# The Empire, my conversion



## dadadda (May 19, 2010)

This is my Karl Franz. More photos  here:










the Arch-lector of Sigmar. More photos  here:










What do you think?


----------



## asianavatar (Aug 20, 2007)

Looks pretty awesome so far. Not a big fan of the poufy feather cap on Karl.


----------



## HorusReborn (Nov 19, 2008)

looks good man, though the hat on Karl doesn't seem to fit his head?


----------



## dadadda (May 19, 2010)

I see. Karl Franz is not my best conversion...

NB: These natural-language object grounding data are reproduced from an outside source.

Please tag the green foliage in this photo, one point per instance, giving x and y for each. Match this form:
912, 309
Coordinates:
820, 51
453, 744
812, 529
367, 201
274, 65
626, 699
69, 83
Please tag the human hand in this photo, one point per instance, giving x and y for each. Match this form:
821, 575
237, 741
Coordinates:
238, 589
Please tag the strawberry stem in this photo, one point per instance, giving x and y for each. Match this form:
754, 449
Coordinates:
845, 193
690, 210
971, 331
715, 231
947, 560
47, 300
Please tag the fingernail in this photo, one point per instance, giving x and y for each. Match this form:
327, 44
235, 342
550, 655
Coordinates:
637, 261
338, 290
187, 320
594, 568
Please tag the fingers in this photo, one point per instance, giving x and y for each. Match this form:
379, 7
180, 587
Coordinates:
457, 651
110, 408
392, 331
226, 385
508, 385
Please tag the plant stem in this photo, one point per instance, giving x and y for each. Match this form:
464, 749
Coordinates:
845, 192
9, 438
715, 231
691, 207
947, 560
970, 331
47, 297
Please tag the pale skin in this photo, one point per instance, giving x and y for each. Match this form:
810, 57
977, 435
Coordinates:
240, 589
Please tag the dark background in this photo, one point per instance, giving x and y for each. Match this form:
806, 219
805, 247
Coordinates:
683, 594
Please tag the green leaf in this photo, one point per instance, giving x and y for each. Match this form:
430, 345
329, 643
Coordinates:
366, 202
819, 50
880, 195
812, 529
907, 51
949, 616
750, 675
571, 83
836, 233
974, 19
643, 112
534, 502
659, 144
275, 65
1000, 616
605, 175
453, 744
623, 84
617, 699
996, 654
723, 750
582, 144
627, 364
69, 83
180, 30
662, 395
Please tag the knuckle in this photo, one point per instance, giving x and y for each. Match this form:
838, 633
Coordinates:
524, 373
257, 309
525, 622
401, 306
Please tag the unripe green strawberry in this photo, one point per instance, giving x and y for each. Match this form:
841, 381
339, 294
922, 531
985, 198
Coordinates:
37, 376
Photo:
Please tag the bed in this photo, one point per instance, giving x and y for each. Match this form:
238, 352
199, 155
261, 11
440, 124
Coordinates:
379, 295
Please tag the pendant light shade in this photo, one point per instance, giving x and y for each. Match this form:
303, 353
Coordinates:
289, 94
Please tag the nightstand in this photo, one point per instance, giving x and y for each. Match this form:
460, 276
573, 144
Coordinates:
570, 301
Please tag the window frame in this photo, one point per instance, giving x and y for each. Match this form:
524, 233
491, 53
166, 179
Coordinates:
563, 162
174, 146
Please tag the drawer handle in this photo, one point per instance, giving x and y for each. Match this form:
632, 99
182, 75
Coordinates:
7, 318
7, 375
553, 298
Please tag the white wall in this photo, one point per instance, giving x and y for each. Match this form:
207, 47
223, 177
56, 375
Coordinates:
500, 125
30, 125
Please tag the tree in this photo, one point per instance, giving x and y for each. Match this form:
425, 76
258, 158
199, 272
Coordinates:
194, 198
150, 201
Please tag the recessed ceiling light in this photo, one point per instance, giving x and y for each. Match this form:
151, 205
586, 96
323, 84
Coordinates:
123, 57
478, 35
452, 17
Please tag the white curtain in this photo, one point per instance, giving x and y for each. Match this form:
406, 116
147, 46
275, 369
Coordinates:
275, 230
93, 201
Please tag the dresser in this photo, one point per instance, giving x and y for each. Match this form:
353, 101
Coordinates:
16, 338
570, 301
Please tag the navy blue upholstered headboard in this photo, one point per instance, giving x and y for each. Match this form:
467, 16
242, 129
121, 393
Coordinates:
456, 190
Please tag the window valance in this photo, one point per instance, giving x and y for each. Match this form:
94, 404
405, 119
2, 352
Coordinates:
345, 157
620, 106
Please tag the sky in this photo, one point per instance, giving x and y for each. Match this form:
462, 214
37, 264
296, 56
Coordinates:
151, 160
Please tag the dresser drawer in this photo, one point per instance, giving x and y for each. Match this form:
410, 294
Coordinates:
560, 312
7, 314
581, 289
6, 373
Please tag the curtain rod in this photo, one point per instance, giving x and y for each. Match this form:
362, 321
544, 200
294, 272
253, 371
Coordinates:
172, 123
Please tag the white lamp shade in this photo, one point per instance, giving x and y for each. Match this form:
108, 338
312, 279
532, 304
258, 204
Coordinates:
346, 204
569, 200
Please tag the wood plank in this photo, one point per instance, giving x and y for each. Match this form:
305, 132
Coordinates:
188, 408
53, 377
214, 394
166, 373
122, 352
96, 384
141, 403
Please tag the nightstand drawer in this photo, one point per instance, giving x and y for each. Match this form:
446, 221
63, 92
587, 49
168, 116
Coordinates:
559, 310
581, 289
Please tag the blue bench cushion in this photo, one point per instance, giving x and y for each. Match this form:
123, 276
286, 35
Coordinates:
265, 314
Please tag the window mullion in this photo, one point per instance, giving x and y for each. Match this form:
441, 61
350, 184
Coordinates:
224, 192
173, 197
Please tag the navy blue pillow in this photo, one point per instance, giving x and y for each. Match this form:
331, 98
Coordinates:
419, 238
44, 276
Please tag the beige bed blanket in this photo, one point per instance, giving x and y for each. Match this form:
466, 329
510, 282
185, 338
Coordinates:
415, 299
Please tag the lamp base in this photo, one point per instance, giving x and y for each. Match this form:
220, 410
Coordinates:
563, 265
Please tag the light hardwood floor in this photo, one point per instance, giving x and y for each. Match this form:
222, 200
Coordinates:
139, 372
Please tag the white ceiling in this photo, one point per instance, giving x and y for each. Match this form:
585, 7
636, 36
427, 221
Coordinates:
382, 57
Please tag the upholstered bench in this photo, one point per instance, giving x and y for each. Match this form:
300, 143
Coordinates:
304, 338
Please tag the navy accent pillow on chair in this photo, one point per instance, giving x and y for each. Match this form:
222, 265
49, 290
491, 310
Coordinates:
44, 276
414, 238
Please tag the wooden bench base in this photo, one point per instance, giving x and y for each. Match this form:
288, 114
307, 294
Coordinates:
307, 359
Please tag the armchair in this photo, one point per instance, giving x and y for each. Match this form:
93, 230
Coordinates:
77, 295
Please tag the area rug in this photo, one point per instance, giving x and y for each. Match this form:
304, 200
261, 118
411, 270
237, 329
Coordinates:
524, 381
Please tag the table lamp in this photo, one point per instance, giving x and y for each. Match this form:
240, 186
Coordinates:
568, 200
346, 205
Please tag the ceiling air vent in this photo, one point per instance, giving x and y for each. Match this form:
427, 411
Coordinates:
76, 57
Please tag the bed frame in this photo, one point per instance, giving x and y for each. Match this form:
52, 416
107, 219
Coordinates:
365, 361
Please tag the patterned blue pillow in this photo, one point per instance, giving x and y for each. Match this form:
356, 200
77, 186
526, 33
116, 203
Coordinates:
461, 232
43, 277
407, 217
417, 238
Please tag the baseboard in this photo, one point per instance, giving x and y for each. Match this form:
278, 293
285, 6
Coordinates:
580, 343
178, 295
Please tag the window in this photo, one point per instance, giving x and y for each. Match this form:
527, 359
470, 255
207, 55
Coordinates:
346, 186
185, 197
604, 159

My War Altar of Sigmar, conversion in progress. More photos  here:










Sigmar statue. More photos here:










The Grand Theogonist Volkmar. More photos  here:


----------



## Yilmar (Sep 12, 2009)

Though I'm not a fan of that grand theogonist model you chose, I do believe that your warshrine is the best I have seen yet! The Sanguinor model and flaggelants really complement the idea of an holy carriage of war. Could you possibly spill some info on what bits you used for it?

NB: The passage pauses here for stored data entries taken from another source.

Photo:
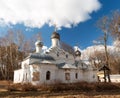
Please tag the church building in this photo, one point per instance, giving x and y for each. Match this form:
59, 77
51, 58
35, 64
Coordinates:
54, 65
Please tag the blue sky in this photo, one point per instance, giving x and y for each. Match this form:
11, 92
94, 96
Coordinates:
83, 34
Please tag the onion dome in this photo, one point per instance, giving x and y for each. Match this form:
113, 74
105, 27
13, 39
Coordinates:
77, 53
55, 35
39, 43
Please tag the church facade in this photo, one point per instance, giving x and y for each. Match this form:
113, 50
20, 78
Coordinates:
54, 65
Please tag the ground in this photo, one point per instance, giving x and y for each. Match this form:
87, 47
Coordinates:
67, 94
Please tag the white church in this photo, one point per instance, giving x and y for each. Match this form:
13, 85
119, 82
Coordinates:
54, 65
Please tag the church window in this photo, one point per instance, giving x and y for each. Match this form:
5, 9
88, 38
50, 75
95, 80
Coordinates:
76, 75
66, 55
36, 76
48, 75
57, 54
67, 76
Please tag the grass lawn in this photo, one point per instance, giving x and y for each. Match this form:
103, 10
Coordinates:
4, 93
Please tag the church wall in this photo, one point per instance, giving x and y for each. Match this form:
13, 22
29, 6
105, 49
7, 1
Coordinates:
43, 69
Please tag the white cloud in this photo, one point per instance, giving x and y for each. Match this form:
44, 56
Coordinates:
36, 13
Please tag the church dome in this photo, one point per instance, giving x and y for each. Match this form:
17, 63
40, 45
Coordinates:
77, 53
55, 35
39, 43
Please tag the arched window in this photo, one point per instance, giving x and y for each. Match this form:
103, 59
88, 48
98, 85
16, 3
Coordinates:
48, 75
76, 75
66, 55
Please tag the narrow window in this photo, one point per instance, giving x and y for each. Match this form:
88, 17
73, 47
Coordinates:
67, 76
48, 75
36, 76
66, 55
57, 54
76, 75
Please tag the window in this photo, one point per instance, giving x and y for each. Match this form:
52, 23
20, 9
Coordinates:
36, 76
67, 76
57, 54
76, 75
66, 55
48, 75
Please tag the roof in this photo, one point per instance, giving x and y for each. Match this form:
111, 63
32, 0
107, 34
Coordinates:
104, 67
55, 35
66, 66
41, 56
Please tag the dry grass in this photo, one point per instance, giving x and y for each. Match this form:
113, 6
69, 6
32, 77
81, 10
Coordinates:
60, 91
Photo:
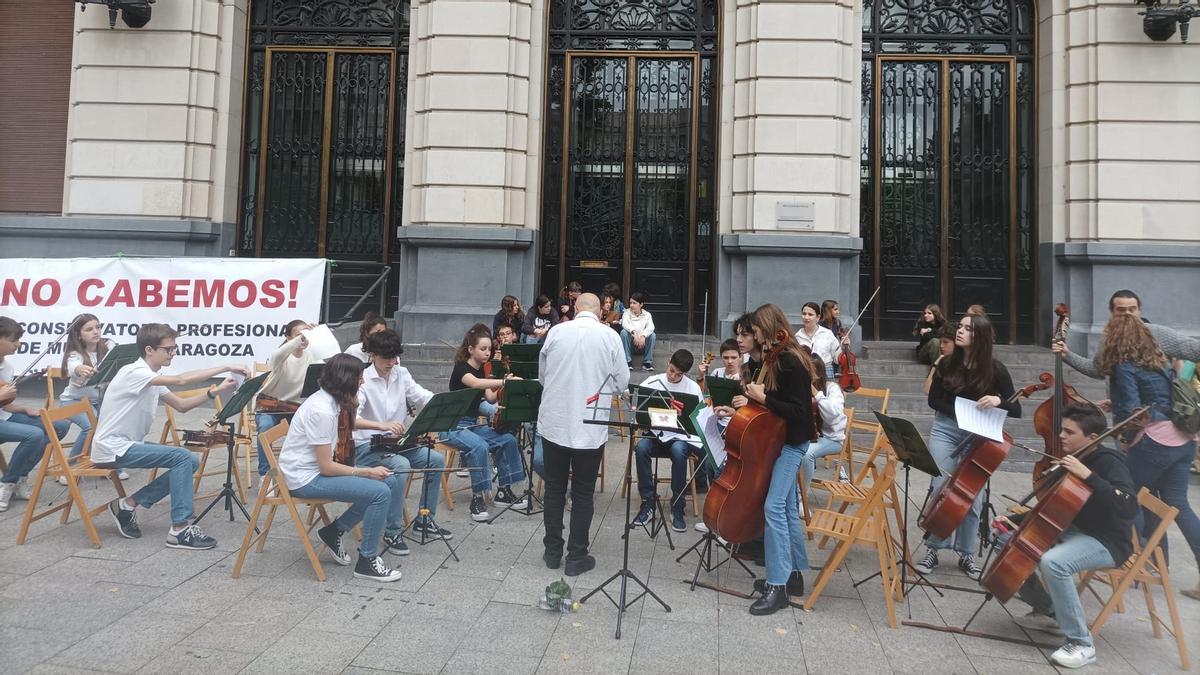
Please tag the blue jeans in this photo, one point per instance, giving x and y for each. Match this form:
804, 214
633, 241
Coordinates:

I also have a tip for your arch lector model. His torso really is a bit smallish in comparison with his legs. If you were to lengthen his torso just a bit he would look more evened out.

All things taken into account you really did a marvelous job so keep it going!
Here's some rep to keep you motivated.

:victory:


----------



## dadadda (May 19, 2010)

@ Yilmar. Sorry for delay. Finally I finished my War Altar of Sigmar. Other photos here.

The idea is a chapel of Sigmar dragged into battle by flagellating fanatics.
The chapel is pot of color, old ones with the white cap. Most of the pieces come from Warhammer chapel sprue.
The people on earth, the clergy leading the people, Sigmar in heaven who radiates his glory.

In addition to Wolkmar I added a priest who blesses and a scribe who writes down all the words of the Great Theogonist.










I completed the back like the canopy of a cathedral. The banner is a statue depicting the death. I also added the hanging scrolls (taken from the horns of the Knights Templar) where it will be transcribed into painting some passage from the Book of Sigmar.










To make it a bit strangest I added "wings" with gears (from Empire Steam Tank). The idea was that all the statues were actually moving. As the cart moves trumpets ringing, angels flap their wings, statues move their arms etc..










What do you think?


----------



## Master WootWoot (Oct 17, 2010)

I like it very much.


----------



## Midge913 (Oct 21, 2010)

I really like the war altar. Karl is good with the exception of that hat. I am really just not diggin' it. Pretty sweet conversion work all around though. Keep it up!


----------



## asianavatar (Aug 20, 2007)

That looks pretty awesome. I think you need more people pulling that thing though. Four skinny guys would get that thing nowhere fast.


----------



## Flindo (Oct 30, 2010)

is that a space marine model on top of the altar?


----------



## asianavatar (Aug 20, 2007)

Yep its the sanguinor


----------



## alasdair (Jun 11, 2009)

Loving the work! Is that a confessor model that you used for the arch lector?


----------